O melhor disco do ano: Mastodon – “Crack The Skye”

Em um post anterior, eu disse que o pior disco do ano já havia sido lançado. Posso repetir sem medo de errar: até agora, “Scream“, de Chris Cornell, ainda não tem concorrente à altura na categoria “Discos Horríveis de 2009″. Mas como todo mundo diz, falar mal é fácil. Hoje eu venho aqui fazer o contrário. Vou recomendar um disco excelente: “Crack the Skye“, do Mastodon.

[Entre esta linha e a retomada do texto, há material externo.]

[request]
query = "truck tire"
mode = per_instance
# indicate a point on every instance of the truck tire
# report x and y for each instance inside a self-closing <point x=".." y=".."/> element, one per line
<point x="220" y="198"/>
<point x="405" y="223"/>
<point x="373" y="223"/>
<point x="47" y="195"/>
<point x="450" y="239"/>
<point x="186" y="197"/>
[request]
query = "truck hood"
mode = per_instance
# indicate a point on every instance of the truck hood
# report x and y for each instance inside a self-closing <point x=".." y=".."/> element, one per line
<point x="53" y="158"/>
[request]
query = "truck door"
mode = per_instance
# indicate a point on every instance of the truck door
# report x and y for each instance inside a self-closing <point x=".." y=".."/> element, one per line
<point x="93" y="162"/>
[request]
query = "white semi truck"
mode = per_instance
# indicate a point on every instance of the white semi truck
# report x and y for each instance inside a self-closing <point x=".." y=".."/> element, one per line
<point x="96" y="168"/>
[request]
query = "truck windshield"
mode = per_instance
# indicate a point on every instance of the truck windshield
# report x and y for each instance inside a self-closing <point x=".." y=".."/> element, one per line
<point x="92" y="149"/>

Para quem não conhece a banda, aqui vai uma breve introdução: o Mastodon foi formado em 1999, na cidade de Atlanta, e podemos definir o seu estilo como “Progressive/Sludge Metal”. Ou seja, os caipiras tocam rock pesado, mas possuem melodias complexas, harmonias sofisticadas e timbres bem diferentes nas músicas. Na minha opinião, eles têm o melhor dos dois mundos: a energia do heavy metal e a técnica do progressivo, sem cair nos excessos de um ou de outro. Não é à toa que o Mastodon é, atualmente, considerada a melhor banda do “New Wave of American Heavy Metal“, mesmo enfrentando concorrentes de peso como Lamb of God, Killswitch Engage e Trivium.

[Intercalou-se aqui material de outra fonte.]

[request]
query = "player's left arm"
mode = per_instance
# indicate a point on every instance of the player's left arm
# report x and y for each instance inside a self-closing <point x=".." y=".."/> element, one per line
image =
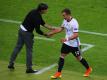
<point x="74" y="36"/>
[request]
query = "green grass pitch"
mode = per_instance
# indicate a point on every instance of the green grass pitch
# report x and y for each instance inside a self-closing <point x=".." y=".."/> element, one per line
<point x="92" y="16"/>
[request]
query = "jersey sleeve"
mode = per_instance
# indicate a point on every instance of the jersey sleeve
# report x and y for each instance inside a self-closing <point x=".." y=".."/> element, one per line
<point x="42" y="22"/>
<point x="75" y="26"/>
<point x="63" y="24"/>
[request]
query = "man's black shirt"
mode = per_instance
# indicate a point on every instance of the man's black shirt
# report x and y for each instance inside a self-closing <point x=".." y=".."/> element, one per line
<point x="33" y="20"/>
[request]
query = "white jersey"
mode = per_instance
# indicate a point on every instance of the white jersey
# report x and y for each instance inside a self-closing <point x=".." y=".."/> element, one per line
<point x="70" y="28"/>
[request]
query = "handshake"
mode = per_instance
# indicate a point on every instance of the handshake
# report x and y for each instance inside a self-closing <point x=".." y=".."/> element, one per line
<point x="51" y="33"/>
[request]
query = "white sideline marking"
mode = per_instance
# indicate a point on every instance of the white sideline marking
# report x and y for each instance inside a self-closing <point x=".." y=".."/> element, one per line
<point x="88" y="46"/>
<point x="82" y="31"/>
<point x="42" y="38"/>
<point x="46" y="69"/>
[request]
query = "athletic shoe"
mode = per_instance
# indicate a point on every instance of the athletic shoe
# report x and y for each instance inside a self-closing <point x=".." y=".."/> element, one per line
<point x="57" y="75"/>
<point x="11" y="66"/>
<point x="31" y="71"/>
<point x="88" y="71"/>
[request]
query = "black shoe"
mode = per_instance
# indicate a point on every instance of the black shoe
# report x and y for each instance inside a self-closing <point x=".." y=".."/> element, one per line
<point x="11" y="67"/>
<point x="31" y="71"/>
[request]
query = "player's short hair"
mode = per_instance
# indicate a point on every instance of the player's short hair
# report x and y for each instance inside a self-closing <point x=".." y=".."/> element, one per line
<point x="42" y="6"/>
<point x="67" y="11"/>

Depois de lançar três discos muito bons – os dois últimos, “Leviathan” e “Blood Mountain“, são estupendos – o Mastodon chega seu “Vol. 4” com muito estilo: “Crack The Skye” não fica devendo nada aos antigos lançamentos dos caras. Muito pelo contrário: aqui, as melodias, ao que me parece, estão ainda mais bem-elaboradas e o vocais muito caprichados. Bom, do instrumental eu não vou nem falar: não há como não se surpreender com os riffs, solos de guitarra e viradas de bateria no CD. São de deixar qualquer um boquiaberto, com certeza.

Mas vamos começar por onde se deve: pelo começo. A primeira coisa que você percebe ao pegar o CD nas mãos, é que a arte do disco é muito, muito bonita. O encarte é excelente, e o trabalho do ilustrador é impecável. O site que os caras fizeram para promover o disco, http://www.cracktheskye.com/, tem as mesmas imagens do CD. Dê uma passada lá e você vai entender porque eu estou falando tão bem da arte do álbum.

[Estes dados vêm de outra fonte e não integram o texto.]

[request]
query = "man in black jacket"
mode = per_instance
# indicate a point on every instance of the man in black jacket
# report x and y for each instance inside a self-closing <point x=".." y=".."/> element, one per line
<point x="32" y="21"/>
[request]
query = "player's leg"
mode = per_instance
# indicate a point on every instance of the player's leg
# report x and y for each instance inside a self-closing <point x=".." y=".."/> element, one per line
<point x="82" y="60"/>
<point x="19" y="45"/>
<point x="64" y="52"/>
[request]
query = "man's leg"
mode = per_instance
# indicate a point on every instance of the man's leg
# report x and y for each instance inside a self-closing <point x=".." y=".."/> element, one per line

As letras do disco, por sua vez, são bem distintas: tragédias familiares, viagens astrais, teorias dos “wormholes”, e até Rasputin e a Rússia Czarista (!!) aparecem, curiosamente, todos interligados. Embora seja um pouco estranho à primeira vista, com o tempo você consegue perceber que a mensagem funciona, e como as músicas estão tão bem encaixadas nas palavras, nada soa forçado. Nada mesmo. Aliás, isso é algo a se destacar: embora a maioria das faixas sejam grandes (”The Tzar” tem 11 minutos, e a belíssima “The Last Baron” tem 13), em momento algum o disco parece arrastado, e as músicas prendem a atenção do ouvinte o tempo todo. Como disse o pessoal do Pitchfork Media, “Mastodon operates something like prime-era Metallica, unleashing these huge, blistering tracks that journey over peaks and valleys and ditches and oceans before leaving you spinning“. Falaram tudo. Embora “Crack the Skye” seja menos pesado do que “Leviathan” e “Blood Mountain“, as variações são mais intensas, e eu acho isso ótimo. Quase ninguém sabe mais fazer esse tipo de coisa no rock pesado, não é?
Tudo no disco é complexo, honesto e orgânico. Não há como não ouvir isso logo de cara. As primeiras duas músicas, “Oblivion” e “Divinations”, disponíveis no MySpace do quarteto, já mostram o espírito do disco. Clique ali e ouça também a melhor música do disco que, em minha opinião, é “The Last Baron”.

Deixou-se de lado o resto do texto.